植物プランクトンに寄生する真菌類の新規系統が見つかる

~ 水域生態系における真菌類の役割の解明・有用藻類の大量培養 等に向けた基礎的知見 ~


琵琶湖と印旛沼において採集した大型珪藻類に寄生する真菌類に、今まで記載のない新規の原始的な系統のものが含まれていたことを 理学部生命圏環境科学科 湖沼生態学研究室(鏡味麻衣子 准教授)らの研究チームが明らかにしました。研究チームは、この成果をEnvironmental Microbiology Report に報告し、2015年6月号に掲載されました。
 鞭毛をもった胞子(遊走子)をつくる寄生性の真菌類(※1)は、植物プランクトンの大量発生やその規模をコントロールすることで知られています。つまり、植物プランクトンは、富栄養化が進んだ湖沼などにおいて大量発生し生態系や人間社会に不都合をもたらしますが、真菌類が寄生することで植物プランクトンを死滅させその規模を抑えているのです。このように寄生性の真菌類は生態系の中で重要な役割を果たしているにも関わらず、宿主である植物プランクトンとの間でみられる生態学的な相互作用の詳細はおろか、その多様性のほとんどが知られていないのが現状です。

※1. 真菌類とは、一般にカビ・キノコと呼ばれるもので、菌界に属する生物。細菌や粘菌、ミズカビ、卵菌などとは異なる。

 淡水中には様々な真菌類が存在することが分子生物学的手法により明らかになっています。しかし、これらが生態系の中でどのように振る舞っているのかわかっていません。一方で、珪藻に寄生している真菌類は、光学顕微鏡で観察できますが、真菌類の形態から種名を同定することは不可能です。
そこで研究チームは、琵琶湖・印旛沼から採水した野外サンプルを顕微鏡で観察し、見つけた珪藻の表面に寄生した真菌類から直接DNAを抽出・解析し同定を試みました。
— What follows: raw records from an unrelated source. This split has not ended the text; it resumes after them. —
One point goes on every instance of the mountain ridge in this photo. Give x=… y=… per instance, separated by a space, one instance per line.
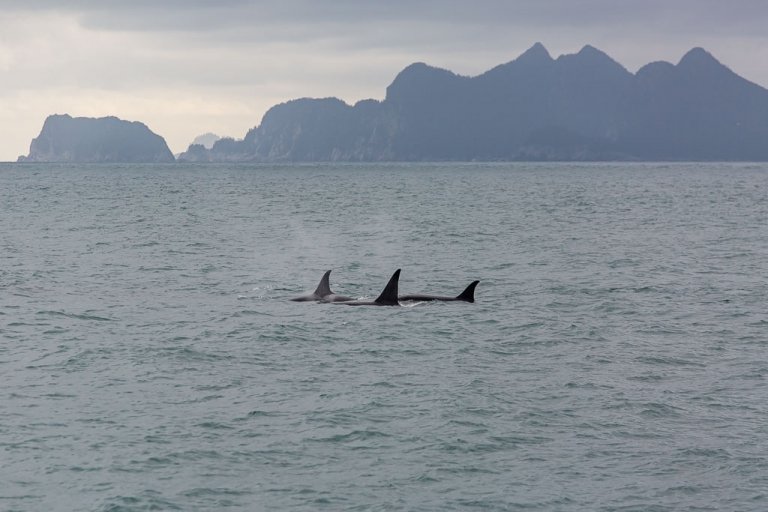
x=582 y=106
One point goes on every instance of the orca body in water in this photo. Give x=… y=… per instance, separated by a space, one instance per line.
x=468 y=295
x=388 y=297
x=322 y=293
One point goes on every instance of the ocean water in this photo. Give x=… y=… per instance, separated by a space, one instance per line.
x=616 y=358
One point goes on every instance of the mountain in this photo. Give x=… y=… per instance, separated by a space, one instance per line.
x=584 y=106
x=107 y=139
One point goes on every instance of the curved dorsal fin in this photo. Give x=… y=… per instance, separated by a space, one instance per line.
x=389 y=296
x=468 y=294
x=324 y=288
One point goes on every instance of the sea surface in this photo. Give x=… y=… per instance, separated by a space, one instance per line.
x=616 y=358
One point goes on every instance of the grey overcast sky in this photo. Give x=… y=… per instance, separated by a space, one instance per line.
x=186 y=67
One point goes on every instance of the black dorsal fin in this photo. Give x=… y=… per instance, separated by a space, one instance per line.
x=468 y=295
x=324 y=288
x=389 y=296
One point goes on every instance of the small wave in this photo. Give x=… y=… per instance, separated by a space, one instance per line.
x=76 y=316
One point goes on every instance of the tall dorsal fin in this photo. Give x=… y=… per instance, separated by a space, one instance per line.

 その結果、ツボカビの他に、Aphelida、クリプト菌、酵母が検出され、ツボカビ門、Aphelidaに属する真菌類の中には、今まで記載のない新規の原始的な系統を含んでいることがわかり、日本の湖沼にこれらの系統の真菌類が存在することが初めて明らかになりました。また、真菌類の種類と胞子嚢の形態、宿主の珪藻の種類に対応関係は見られませんでした(つまり、見た目・宿主が同じであっても異なる系統の種であることがある)。

 本研究の手法を用いることで、植物プランクトンに寄生する個々の真菌類を詳しく特徴付けることが可能となり、水域生態系での真菌類と植物プランクトンとの生態学的な関係性を解明する一助となります。さらに、貝毒を産生するアレキサンドリウムなどといった有害藻類の抑制、近年 オイル産生や食料・サプリメントなどの応用分野において注目を集める有用藻類の継続的な大量培養(※2)への重要な知見になりえます。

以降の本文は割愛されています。